In realtà, il giudice a quo si é limitato ad elencare una serie indistinta di disposizioni, senza argomentazioni di sorta attinenti al loro contenuto in relazione al principio che se ne sarebbe inteso ricavare. In particolare, é stata impugnata l'intera "normativa di cui al capo IV del titolo II", tutto il procedimento di spesa cioè (dall'art.49 al 72 e successive modificazioni) contenuto nel regio decreto 18 novembre 1923, n. 2440 (Amministrazione del patrimonio e contabilità dello Stato); nonché gli articoli 87, 295, 296, 324, 325 del regio decreto 3 marzo 1934, n. 383 e successive modificazioni (testo unico della legge comunale e provinciale) relativi alle procedure contrattuali e di gestione delle spese negli enti locali.

Inoltre, viene contestualmente riportata la normazione regolamentare rispettiva e cioè il "capo I del titolo VII del regio decreto 23 maggio 1924, n. 827, specie all'art. 270" nonché "gli articoli 204 e seguenti" del regio decreto 12 febbraio 1911, n. 297.

2. - É evidente l'intento del Tribunale di ritenere enucleabile sic et simpliciter dal complesso delle disposizioni di cui innanzi una norma-principio su di cui potersi esercitare, indi, il sindacato di questa Corte.

Così posta la questione é inammissibile.

Sono senz'altro insuscettibili d'esame, infatti, le disposizioni regolamentari (in punto specifico, la sentenza n. 83 del 1967 per il regolamento della legge comunale e provinciale e la sentenza n. 71 del 1981 per quello di contabilità dello Stato).

Quanto ai contenuti delle disposizioni con forza di legge, la mera e genericamente diffusa impugnazione cui si é fatto or ora cenno non consente di desumere, in alcun modo, il convincimento del remittente e meno che meno - in base a questo - il principio normativo su cui appuntare esame ed eventualmente censura.

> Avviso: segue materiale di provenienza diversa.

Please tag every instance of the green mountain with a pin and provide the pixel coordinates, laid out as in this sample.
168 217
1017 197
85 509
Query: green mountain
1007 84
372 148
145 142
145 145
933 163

Invero, come chiaramente risulta, siffatti contenuti altro non costituiscono che il compendio normativo dei procedimenti (di spesa) della Pubblica Amministrazione; talché neppure può rilevare, in alcun senso, che - in tempi successivi all'ordinanza - siano intervenute talune riforme strutturali per l'ammodernamento di questi procedimenti (legge 5 agosto 1978, n. 468), con l'abrogazione espressa - tra l'altro - dell'art.49 regio decreto n. 2440/1923, con cui si dà inizio alla seriazione sospettata di illegittimità costituzionale.

Tutto ciò prescindendo dalla ulteriore considerazione che il Collegio remittente - come rileva l'Avvocatura dello Stato nei confronti dell'astratta, palmare genericità dell'ordinanza - non fornisce il benché minimo elemento circa la specie di interessi in contestazione, onde poterne in apice radicare la rilevanza concreta.

PER QUESTI MOTIVI

LA CORTE COSTITUZIONALE

dichiara inammissibile la questione di legittimità costituzionale del capo I del titolo VII, ivi compreso l'art. 270, del regio decreto 23 maggio 1924 n. 827 (Regolamento per l'esecuzione della legge sulla contabilità generale dello Stato); degli articoli 204 e segg. del regio decreto 12 febbraio 1911 n. 297 (Regolamento per l'esecuzione della legge comunale e provinciale); nonché del capo IV del titolo II del regio decreto 18 novembre 1923 n. 2440 e successive modificazioni (Amministrazione del patrimonio e contabilità generale dello Stato); degli articoli 87, 295, 296, 324, 325 del regio decreto 3 marzo 1934 n. 383 e successive modificazioni (Testo unico della legge comunale e provinciale), sollevata dal Tribunale di Torino con l'ordinanza in epigrafe, in riferimento agli articoli 3, 28 e 97, 23 e 53 Cost.

Così deciso in Roma, in camera di consiglio, nella sede della Corte costituzionale, Palazzo della Consulta, il 26 febbraio 1987.

 

Il Presidente: LA PERGOLA

Il Redattore: BORZELLINO

Depositata in cancelleria il 5 marzo 1987.